Козерог и Шурочка - страница 20
– Валька?! – воскликнул удивлённо Лапшев и заулыбался, не сводя с неё загоревших глаз. – Ты… зачем сюда? – спросил он: более глупого вопроса в этот момент нельзя было и придумать.
– Живу я здесь, – ответила она серьёзно и, спохватившись, что стоит перед ним раздетая, застеснялась. – Извини, я сейчас. – Женщина кинулась в дом, неловко вскидывая на бегу полные ноги. Её большие груди и обширные ягодицы заманчиво колыхались. Вернулась она уже в лёгком голубеньком сарафане на бретельках. – В дом не могу пригласить, – виновато улыбнулась она. – Муж ревнивый.

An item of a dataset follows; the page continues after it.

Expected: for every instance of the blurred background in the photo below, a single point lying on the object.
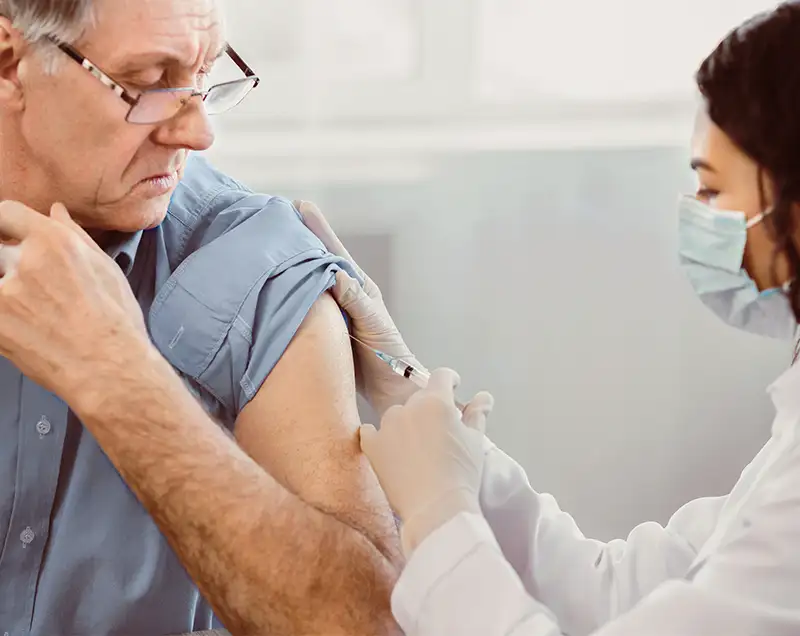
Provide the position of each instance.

А ты что здесь делаешь?
– Соседи мы теперь.
– Надо же, – она удивлённо вскинула брови, одновременно слегка наклонив голову, как бывало в юности. У Лапшева тотчас сладостно защемило в груди, он негромко произнёс:– А ты всё такая же.
– Какая такая? – спросила постаревшая Валька с игривой тональностью, словно и не было у них позади долгих сорока с лишним лет расставания. – Какая такая? – повторила она.
– Красивая.
– Не свисти, – усмехнулась Валька, – старость никого не красит.
Они ещё долго стояли разделённые оградой, и много говорили обо всём и ни о чём, специально отдаляя неминуемые минуты выяснения, внутренне переживая и даже боясь этой минуты. Но она всё равно настала: в какой-то момент взгляд у Валентины стал отчуждённым, она криво улыбнулась и, стараясь унять в голосе дрожь, хрипло сказала:
– Что ж ты, Евгений Сергеевич, меня по деревне-то ославил? Разлюбил, мог бы и написать. Я бы поняла, не дура. Куда ж мне до городской. Мне как сказали, что ты жену из армии привёз, так мне свет не мил стал. Я и завербовалась на Сахалин. Ты-то как теперь живёшь? Счастлив ли… с городской женой?
– Ты чего? – оторопел Лапшев. – Мне в армию писали, что у тебя другой парень появился. Тебя с ним в горсаду на танцах видели. Двоюродная сестра врать не будет. Ей это не надо. Я даже застрелиться из автомата хотел, да товарищи не дали.
– И ты по-ве-рил? – низким стонущим голосом сказала она, и столько в нём было неутешительной тоски, что Лапшев стушевался и пробормотал: – Знаешь, как мне было больно?
– Знаю, – ответила женщина тихо. – Только это был не мой парень, а подружки Катьки. Она вечно опаздывала, и мы её ждали.
– Ты прости меня, Валь, – дрогнувшим голосом попросил Лапшев и вдруг стал на колени, вцепившись побледневшими пальцами в ячейки ограждения. – Прости.
– Что ж, – ответила она, вытирая ладошками заплаканное лицо, – теперь не исправить. Всё в прошлом осталось.
Они разошлись поздно: в небе уже густо высыпали яркие звёзды, и тёплая синяя мгла окутала всё вокруг. Евгения Сергеевич до рассвета просидел на своём пороге, с тяжёлым чувством размышляя о том, как могла бы сложиться его жизнь, если бы тогда он не поторопился жениться на Верочке. Любил ли он её? Сейчас он в этом уверен не был.
Трудно в этот день было оставаться дома. Лапшев, бездельничая, походил по саду, выжидая время, потом взял сумку и отправился по знакомой улочке вроде как в магазин за хлебом. Проходя мимо домика с мезонином, он опять увидел в саду Вальку Одинарову. В этот раз она тоже нечего не делала, сидела на скамейке у озерка и задумчиво вертела в пальцах сорванный цветок петуньи. На ней было нарядное платье со старомодными рюшками.
– Доброе утро, соседка! – крикнул он и весело помахал ей рукой.
Женщина тотчас встрепенулась, заулыбалась и быстрыми шагами подошла к ограждению. И снова они стояли по разные стороны, говорили и не могли наговориться. Валька охотно рассказывала о своей жизни, бравировала тем, что муж у неё бывший полицейский полковник, сейчас на пенсии, но работает в охране, родом он из этих мест, поэтому они сюда и вернулись, взрослые дети остались на Сахалине.